Massive Neutron Stars and White Dwarfs as Noncommutative Fuzzy Spheres

TL;DR

This paper proposes that massive neutron stars and white dwarfs can be modeled as noncommutative fuzzy spheres, offering a quantum gravity perspective that could explain their observed masses and provide evidence for noncommutative geometry.

Contribution

It introduces a novel model using squashed fuzzy spheres from noncommutative geometry to explain massive compact objects in astrophysics.

Findings

Massive white dwarfs and neutron stars can be modeled as fuzzy spheres.

The model aligns with observations of super-Chandrasekhar white dwarfs.

It suggests observational evidence for noncommutative geometry in quantum gravity.

Abstract

Over the last couple of decades, there are direct and indirect evidences for massive compact objects than their conventional counterparts. A couple of such examples are super-Chandrasekhar white dwarfs and massive neutron stars. The observations of more than a dozen peculiar over-luminous type Ia supernovae predict their origins from super-Chandrasekhar white dwarf progenitors.
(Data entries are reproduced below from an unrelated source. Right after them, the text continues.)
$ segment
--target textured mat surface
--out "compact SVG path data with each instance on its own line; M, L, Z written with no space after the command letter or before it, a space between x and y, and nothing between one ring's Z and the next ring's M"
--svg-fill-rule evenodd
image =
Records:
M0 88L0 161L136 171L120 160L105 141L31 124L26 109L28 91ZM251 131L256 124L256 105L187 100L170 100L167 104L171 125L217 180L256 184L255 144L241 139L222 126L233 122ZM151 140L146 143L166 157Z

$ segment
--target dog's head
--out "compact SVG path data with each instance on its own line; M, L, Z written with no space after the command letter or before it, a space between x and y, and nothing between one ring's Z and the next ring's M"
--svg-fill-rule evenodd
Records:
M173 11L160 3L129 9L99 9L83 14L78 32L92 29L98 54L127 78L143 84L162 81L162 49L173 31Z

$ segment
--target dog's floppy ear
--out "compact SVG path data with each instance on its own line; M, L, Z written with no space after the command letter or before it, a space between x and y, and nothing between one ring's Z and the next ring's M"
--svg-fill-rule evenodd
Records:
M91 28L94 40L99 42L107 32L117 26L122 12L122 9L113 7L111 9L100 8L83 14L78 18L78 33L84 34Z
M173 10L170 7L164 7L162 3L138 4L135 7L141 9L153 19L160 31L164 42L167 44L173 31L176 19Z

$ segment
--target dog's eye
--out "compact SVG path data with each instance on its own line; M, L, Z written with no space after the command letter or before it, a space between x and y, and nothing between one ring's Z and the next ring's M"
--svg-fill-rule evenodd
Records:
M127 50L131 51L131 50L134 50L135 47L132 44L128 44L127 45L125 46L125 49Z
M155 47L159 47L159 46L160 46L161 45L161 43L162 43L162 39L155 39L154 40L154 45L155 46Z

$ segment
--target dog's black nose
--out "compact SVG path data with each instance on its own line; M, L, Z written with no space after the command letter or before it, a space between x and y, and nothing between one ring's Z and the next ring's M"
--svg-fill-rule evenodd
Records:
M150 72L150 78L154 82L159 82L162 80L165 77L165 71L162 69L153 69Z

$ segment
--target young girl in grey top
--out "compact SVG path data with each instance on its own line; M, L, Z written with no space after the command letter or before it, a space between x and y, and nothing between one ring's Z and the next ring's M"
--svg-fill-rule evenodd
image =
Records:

On the other hand, recent gravitational wave detection and some pulsar observations argue for massive neutron stars, lying in the famous mass-gap between lowest astrophysical black hole and conventional highest neutron star masses. We show that the idea of a squashed fuzzy sphere, which brings in noncommutative geometry, can self-consistently explain either of the massive objects as if they are actually fuzzy or squashed fuzzy spheres. Noncommutative geometry is a branch of quantum gravity. If the above proposal is correct, it will provide observational evidences for noncommutativity.